Tag Archive: Threat Hunting

Quick tip – Country Codes

All countries has an ISO code, described in ISO 3166 is an international standard.
These codes are used throughout the IT industry by computer systems and software to make it easier to identify a country.

It has multiple formats and they country codes are presented in the following formats: Alpha-2 (2 characters), Alpha-3 (3 characters) and Numeric (3 digits).

In the data from some logs like SigninLogs and IdentityLogonEvents the country is presented as Alpha-2. We realized pretty quick is that some 2-characters country codes are difficult to remember. As in below, picture it could be difficult to know all these countries.

We have been using this for a long time and thought it might be something others can use as well.

So to solve this I created a csv file and placed on github:

https://raw.githubusercontent.com/mattiasborg82/Hunting/main/General/cc.txt

To be able to join our data with this file we can use the external data operator in Kusto

Since it’s a CSV file, we can make it more usable by split the rows on comma

To to build the full use-case for this, we join it with our SigninLogs (or other logs that uses the country code)

Copy friendly code

let CountryCodes = externaldata (CountryCode:string)
[
 @"https://raw.githubusercontent.com/mattiasborg82/Hunting/main/General/cc.txt"
]
with(ignoreFirstRecord=true);
SigninLogs
| where isnotempty(Location)
| join kind=leftouter (
    CountryCodes
    | extend Country = tostring(split(CountryCode, ",")[0]),
              Location = tostring(split(CountryCode, ",")[1])
    | project-away CountryCode)
on Location
| summarize count() by Country,UserDisplayName

This can be used further to combine with conditional access blocks showing potential credential leak

Happy Hunting!

Threat Hunting and the New Hunts in Sentinel

Establishing a Proactive Hunting program is something which is useful and necessary today.

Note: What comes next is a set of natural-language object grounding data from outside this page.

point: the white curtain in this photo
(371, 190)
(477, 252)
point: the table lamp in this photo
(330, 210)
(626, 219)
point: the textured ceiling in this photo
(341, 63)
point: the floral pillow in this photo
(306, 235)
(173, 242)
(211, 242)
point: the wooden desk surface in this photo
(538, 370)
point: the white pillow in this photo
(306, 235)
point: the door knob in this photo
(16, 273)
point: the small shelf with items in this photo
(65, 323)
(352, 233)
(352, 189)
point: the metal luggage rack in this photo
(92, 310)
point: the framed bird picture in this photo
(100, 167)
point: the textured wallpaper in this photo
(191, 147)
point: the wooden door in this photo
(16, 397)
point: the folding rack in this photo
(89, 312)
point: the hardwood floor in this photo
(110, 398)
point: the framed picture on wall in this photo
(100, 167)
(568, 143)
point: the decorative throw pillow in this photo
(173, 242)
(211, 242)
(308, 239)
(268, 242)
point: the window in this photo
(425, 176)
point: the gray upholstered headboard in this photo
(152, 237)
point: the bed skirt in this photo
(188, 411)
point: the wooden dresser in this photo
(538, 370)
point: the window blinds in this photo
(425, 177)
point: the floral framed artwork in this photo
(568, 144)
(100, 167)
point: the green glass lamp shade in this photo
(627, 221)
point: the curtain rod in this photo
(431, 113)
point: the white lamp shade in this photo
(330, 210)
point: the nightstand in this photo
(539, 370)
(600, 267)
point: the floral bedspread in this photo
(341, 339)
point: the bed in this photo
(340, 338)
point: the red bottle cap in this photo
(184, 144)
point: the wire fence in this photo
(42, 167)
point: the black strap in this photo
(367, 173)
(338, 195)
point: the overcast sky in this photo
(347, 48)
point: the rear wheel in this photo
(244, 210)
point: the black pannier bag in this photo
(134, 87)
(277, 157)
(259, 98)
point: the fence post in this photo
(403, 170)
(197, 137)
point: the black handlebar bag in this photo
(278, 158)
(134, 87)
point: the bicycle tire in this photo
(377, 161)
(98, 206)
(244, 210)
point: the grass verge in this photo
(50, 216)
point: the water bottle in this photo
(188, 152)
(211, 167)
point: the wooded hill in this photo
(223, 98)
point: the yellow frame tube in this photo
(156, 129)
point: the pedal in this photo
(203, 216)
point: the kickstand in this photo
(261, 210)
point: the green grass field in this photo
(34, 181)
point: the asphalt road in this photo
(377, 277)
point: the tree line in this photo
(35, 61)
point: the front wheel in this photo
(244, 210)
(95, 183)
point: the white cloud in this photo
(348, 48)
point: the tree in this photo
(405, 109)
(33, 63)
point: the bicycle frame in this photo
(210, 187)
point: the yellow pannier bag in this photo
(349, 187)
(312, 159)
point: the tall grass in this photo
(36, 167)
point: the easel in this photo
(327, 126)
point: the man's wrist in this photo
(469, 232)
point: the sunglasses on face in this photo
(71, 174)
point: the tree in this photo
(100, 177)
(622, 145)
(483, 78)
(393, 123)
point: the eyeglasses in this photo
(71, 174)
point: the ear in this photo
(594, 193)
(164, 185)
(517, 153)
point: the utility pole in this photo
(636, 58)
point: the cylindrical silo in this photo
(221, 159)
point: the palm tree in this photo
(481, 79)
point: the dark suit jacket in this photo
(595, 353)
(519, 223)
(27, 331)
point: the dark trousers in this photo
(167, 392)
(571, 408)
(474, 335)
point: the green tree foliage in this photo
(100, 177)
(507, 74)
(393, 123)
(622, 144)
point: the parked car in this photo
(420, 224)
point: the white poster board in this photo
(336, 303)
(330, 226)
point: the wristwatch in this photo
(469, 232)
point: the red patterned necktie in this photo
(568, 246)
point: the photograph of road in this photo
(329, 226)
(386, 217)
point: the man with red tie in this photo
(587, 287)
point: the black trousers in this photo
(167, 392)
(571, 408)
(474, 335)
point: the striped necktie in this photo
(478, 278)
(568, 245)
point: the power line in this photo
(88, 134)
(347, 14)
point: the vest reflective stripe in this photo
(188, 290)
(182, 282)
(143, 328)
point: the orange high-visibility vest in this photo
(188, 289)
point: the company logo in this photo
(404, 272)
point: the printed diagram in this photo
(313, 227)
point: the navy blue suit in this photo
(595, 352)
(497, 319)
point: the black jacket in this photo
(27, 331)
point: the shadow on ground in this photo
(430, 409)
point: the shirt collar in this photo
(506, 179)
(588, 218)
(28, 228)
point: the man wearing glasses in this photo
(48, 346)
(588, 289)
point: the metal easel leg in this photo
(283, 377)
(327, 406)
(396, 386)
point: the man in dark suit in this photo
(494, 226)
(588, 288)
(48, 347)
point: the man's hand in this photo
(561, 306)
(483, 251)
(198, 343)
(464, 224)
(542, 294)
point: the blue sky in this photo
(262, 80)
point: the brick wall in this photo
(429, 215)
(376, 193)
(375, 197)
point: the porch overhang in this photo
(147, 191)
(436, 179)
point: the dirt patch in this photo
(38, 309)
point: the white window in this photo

From working with proactive threat hunting for a long time, from when data was not available at your fingertips, things has become a lot easier in the era of SIEM and over the last years, EDR and XDR.

The technical part is the easy one. The process of establishing your hunting and connect it with existing processes is usually what’s difficult.

What is proactive Hunting?

First, what is threat hunting?

To dive in to this topic I want to point out activities that are somewhat related

The custom detections or scheduled rules is pretty clear what it is. but Tasks is something which sits in between Proactive Threat Hunting and Custom Detections.
Tasks are things discovered in Hunting, and data of interest but cannot be set as a custom detection as of yet.

The reasons could be many, but for example to noisy data and no good correlation values or near-time events that can be used to reduce False-Positives. Even though we have finalized our hypothesis from threat hunting we might want to follow-up on the events, maybe on a daily basis, but we cant have it scheduled since it will give an incident fatigue.

To summarize tasks, it’s queries that might make it to a detection but for now we run it automatically or manual and do manual review on the result on a daily schedule.

To iterate back to threat hunting before we take a look at the hunts feature in Sentinel

Threat Hunting can be divided into 2 main pillars; Proactive and Reactive hunting

Proactive Threat Hunting is when you don’t know something is going on, like playing hide-n-seek, except for that you don’t know anyone is playing with you

Reactive Threat Hunting is post breach/post incident and you use threat hunting to find the outer boundaries of the incident, which could be other devices communicating with a specific IP, list all process communicating, find the same processes on other devices, and then which IP’s they are communicating with.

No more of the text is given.